Jebakan Kemiskinan Ancam Negara Pengekspor Komoditas
7 Juli 2021Konferensi PBB untuk Perdagangan dan Pembangunan (UNCTAD) dalam laporan yang dipublikasikan Rabu (07/07) mewanti-wanti negara berkembang, agar tidak terlalu bergantung pada ekspor komoditas, jika tidak ingin "terjebak dalam situasi yang tidak diinginkan.”
Menurut UNCTAD, perekonomian "berbasis komoditas” biasanya meraih 60 persen pendapatan ekspor dari penjualan komoditas kopi, minyak dan gas atau mineral logam. Namun di negara berkembang, sektor-sektor ini ditandai oleh "produktivitas buruh, tingkat teknologi dan pertumbuhan yang rendah.”
Pada 2019, dua pertiga negara berkembang tercatat menggantungkan kemakmuran dari industri ekstraksi atau pertanian. Jumlah kontribusi sektor ini pada kemakmuran di negara-negara industri maju, hanya sebesar 13 persen.

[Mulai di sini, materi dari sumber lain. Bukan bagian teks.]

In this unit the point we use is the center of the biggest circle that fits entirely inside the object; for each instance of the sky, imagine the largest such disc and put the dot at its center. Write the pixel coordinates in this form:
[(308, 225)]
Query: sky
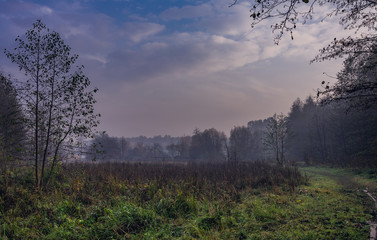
[(170, 66)]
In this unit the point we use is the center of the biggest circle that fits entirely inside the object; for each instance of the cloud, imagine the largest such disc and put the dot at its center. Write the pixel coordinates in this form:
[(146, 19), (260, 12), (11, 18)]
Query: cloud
[(138, 31), (188, 11), (185, 67)]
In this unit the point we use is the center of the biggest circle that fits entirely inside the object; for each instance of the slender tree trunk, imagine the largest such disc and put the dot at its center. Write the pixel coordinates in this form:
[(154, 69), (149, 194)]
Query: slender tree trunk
[(37, 116), (48, 127)]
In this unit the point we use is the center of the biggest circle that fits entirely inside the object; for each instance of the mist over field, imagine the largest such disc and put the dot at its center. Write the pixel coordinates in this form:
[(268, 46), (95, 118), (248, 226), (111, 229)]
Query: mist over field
[(214, 119)]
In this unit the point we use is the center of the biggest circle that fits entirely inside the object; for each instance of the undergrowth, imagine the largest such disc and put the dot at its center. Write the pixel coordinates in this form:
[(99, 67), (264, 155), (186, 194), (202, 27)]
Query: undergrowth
[(177, 201)]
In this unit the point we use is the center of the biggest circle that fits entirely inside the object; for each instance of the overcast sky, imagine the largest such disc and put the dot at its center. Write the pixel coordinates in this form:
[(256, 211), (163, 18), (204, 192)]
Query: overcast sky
[(170, 66)]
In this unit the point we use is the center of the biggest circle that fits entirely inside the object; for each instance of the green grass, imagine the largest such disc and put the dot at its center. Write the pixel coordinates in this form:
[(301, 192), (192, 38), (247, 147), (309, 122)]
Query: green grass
[(101, 202)]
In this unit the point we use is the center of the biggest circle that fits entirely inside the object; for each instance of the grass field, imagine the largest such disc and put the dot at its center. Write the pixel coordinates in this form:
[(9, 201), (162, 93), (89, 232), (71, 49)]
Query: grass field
[(203, 201)]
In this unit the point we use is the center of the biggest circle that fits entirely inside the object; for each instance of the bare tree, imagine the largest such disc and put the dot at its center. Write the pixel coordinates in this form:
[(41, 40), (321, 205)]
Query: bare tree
[(57, 101), (276, 137)]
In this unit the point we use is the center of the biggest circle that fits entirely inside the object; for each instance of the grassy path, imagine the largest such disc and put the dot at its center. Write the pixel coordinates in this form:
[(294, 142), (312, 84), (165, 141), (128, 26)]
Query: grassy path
[(353, 182)]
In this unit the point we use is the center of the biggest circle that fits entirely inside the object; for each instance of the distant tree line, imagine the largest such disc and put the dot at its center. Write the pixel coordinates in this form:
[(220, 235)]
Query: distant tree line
[(337, 127)]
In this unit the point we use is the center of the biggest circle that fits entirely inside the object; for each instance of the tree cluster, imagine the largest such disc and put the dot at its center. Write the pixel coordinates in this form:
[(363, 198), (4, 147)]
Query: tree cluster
[(57, 105)]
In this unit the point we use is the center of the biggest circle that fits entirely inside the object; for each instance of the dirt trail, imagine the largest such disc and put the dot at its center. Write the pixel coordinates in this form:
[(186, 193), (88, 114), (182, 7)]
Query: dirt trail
[(349, 183), (373, 225)]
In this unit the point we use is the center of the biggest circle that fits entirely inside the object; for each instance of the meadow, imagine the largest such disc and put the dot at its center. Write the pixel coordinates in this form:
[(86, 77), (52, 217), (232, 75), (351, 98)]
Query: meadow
[(193, 201)]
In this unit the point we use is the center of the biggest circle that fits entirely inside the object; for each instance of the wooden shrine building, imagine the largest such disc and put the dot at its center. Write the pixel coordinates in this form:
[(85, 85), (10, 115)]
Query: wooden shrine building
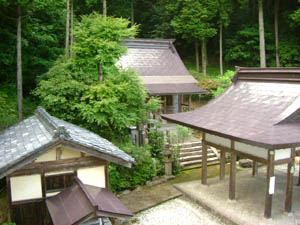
[(162, 71), (57, 173), (257, 117)]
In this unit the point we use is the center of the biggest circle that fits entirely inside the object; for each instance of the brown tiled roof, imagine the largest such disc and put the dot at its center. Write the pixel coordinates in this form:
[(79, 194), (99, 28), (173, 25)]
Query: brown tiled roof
[(261, 107), (158, 58), (82, 202)]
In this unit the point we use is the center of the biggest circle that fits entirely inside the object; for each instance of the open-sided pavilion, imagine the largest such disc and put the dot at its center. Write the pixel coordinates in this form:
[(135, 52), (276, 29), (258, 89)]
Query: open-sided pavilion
[(257, 117)]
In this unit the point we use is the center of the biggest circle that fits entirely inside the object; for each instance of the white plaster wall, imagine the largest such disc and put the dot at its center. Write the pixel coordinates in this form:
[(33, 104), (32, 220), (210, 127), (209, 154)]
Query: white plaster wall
[(69, 153), (49, 156), (218, 140), (26, 187), (251, 150), (282, 154), (92, 176)]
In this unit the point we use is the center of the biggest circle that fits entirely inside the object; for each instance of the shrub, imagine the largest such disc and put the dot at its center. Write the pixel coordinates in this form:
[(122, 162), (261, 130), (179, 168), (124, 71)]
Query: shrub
[(122, 178)]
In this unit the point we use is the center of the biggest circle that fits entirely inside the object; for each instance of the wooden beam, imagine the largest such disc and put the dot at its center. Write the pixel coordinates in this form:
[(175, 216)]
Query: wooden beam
[(232, 177), (289, 184), (270, 173), (61, 165), (242, 154), (222, 165), (204, 161), (254, 168)]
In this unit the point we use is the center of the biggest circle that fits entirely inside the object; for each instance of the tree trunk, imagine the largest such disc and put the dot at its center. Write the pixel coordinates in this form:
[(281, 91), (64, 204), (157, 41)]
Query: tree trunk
[(19, 65), (197, 55), (276, 7), (100, 72), (261, 35), (204, 57), (104, 9), (72, 27), (67, 28), (132, 13), (221, 49)]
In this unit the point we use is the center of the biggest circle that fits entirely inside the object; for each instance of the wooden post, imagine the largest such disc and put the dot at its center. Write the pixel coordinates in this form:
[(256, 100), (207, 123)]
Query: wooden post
[(254, 168), (190, 102), (165, 104), (232, 176), (204, 161), (289, 184), (270, 173), (222, 165)]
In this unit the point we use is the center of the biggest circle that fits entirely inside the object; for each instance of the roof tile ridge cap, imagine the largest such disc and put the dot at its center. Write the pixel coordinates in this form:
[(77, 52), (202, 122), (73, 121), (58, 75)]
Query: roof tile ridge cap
[(55, 130), (86, 192)]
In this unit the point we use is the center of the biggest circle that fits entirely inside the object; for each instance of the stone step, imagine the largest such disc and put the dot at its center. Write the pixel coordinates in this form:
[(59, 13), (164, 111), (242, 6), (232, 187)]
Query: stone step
[(188, 144), (196, 166), (196, 157), (189, 163)]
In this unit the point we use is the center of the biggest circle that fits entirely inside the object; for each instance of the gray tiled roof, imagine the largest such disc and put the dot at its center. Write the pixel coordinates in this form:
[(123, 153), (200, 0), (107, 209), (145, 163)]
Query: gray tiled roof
[(261, 107), (159, 59), (38, 131)]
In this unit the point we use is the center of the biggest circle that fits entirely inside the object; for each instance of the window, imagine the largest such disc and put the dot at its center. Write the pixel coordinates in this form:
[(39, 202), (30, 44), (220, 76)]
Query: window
[(55, 183)]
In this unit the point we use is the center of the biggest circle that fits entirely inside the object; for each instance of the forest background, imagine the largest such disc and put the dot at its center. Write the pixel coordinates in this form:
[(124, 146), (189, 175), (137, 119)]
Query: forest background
[(222, 33)]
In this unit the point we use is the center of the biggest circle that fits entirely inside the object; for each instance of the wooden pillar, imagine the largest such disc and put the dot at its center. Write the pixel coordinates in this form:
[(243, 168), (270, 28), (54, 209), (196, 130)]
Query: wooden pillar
[(232, 176), (204, 161), (289, 183), (270, 173), (190, 102), (254, 168), (222, 165)]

UNCTAD memprediksi "hanya tujuh persen” kemungkinan negara berkembang meniru Malaysia atau Costa Rica yang dianggap berhasil mematahkan "kutukan sumber daya alam”, dan mengembangkan sektor manufaktur serta industri padat karya lain.
Negara "yang lebih bergantung pada ekspor produk pertanian biasanya memiliki level teknologi yang rendah, disusul dengan negara yang mengandalkan ekspor hasil pertambangan, lalu negara yang bergantung pada ekspor minyak dan gas,” tulis UNCTAD.

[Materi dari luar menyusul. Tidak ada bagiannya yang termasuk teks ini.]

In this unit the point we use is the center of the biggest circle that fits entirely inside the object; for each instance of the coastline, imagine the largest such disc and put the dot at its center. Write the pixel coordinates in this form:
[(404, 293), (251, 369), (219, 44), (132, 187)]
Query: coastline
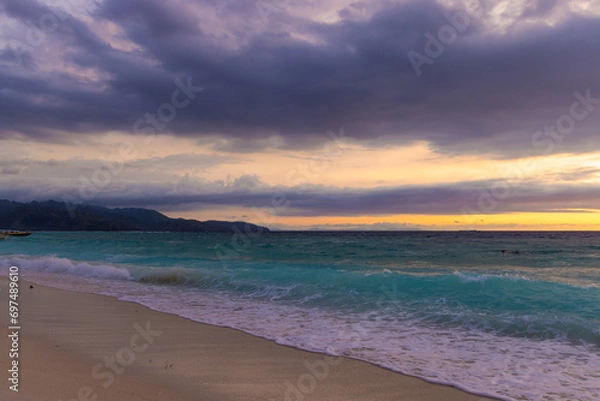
[(86, 346)]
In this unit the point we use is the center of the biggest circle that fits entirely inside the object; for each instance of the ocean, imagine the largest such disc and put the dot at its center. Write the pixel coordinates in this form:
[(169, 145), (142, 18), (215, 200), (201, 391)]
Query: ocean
[(512, 315)]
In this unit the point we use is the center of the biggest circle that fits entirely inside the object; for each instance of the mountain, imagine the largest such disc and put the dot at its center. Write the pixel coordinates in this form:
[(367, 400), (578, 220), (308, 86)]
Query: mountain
[(59, 216)]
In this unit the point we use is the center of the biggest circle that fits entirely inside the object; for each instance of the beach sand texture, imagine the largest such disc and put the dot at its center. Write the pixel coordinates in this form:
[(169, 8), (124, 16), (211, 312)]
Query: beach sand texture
[(91, 347)]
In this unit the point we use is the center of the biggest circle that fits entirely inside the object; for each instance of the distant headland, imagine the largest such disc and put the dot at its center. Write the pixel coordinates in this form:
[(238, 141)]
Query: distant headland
[(59, 216)]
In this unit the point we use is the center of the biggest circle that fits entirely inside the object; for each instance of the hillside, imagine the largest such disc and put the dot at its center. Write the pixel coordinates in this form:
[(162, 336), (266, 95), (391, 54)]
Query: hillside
[(59, 216)]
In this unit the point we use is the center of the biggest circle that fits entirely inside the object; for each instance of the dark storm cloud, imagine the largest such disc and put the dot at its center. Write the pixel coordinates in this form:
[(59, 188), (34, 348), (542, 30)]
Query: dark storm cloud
[(470, 198), (487, 93)]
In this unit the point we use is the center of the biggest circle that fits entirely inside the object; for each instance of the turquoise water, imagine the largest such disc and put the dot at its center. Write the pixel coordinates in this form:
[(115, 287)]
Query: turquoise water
[(511, 315)]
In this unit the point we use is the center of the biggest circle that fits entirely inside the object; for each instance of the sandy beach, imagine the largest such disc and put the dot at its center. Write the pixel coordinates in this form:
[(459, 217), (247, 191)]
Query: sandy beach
[(78, 346)]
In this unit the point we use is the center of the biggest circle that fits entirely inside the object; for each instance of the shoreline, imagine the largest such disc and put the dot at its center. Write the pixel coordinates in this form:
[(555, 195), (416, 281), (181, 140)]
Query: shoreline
[(94, 345)]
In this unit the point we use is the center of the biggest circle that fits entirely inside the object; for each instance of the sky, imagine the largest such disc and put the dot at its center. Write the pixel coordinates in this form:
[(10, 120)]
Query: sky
[(329, 114)]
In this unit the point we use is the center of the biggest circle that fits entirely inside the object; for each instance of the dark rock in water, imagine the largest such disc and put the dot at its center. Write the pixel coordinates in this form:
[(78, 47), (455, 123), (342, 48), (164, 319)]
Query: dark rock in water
[(511, 252)]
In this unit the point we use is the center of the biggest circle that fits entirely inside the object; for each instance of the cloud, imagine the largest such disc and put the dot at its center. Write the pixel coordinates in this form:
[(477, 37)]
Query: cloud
[(190, 194), (264, 87)]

Sebab itu, meningkatkan produktivitas dan penguasaan teknologi adalah sebuah keharusan, jika perekonomian berbasis komoditas ingin "membebaskan diri dari jebakan yang membuat warga mereka tetap hidup di bawah garis kemiskinan,” menurut lembaga PBB itu.
Perekonomian pascapandemi tetap sulit
Dana Moneter Internasional (IMF) baru-baru ini mengatakan negara berkembang berpotensi kesulitan memulihkan roda perekonomian pascapandemi, bahkan ketika perekonomian global rata-rata tumbuh 5 hingga 6 persen tahun ini.

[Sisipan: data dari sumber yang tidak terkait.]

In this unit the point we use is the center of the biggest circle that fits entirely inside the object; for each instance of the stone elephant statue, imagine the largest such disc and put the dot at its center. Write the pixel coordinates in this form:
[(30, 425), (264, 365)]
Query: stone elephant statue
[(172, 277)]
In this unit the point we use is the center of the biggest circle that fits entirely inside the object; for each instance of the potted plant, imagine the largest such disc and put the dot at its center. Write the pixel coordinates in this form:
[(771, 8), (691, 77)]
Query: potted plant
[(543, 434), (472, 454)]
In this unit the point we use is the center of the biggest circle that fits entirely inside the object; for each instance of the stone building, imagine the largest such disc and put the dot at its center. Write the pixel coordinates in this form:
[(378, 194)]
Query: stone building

Hal ini bisa disimak pada sektor pariwisata yang diprediksi akan sulit pulih di sepanjang tahun ini. Organisasi Pariwisata Dunia PBB (UNWTO), Senin (05/07) menyatakan hampir 30% perbatasan di seluruh dunia "ditutup sepenuhnya” hingga bulan Juni lalu. Kebanyakan negara itu berada di kawasan Asia Pasifik.
Adapun Program Pangan PBB (WFP) bulan lalu melaporkan kenaikan harga pangan kian menghimpit penduduk di negara-negara miskin. Hal serupa bisa diamati pada krisis ekonomi 2008, ketika lonjakan harga pangan memicu demonstrasi di banyak negara berkembang.
Organisasi Kerjasama Ekonomi dan Pembangunan (OECD) memperingatkan gelombang protes berpotensi kembali melanda negara berkembang, terutama setelah pembatasan terkait pandemi sudah dilonggarkan.
"Angka demonstrasi akan berlipat ganda di seluruh dunia dalam satu dekade pasca krisis ekonomi 2008-09,” tulis organisasi yang bermarkas di Paris, Prancis. "Bertahan hidup akan menjadi kekhawatiran banyak orang,” pascapandemi nanti.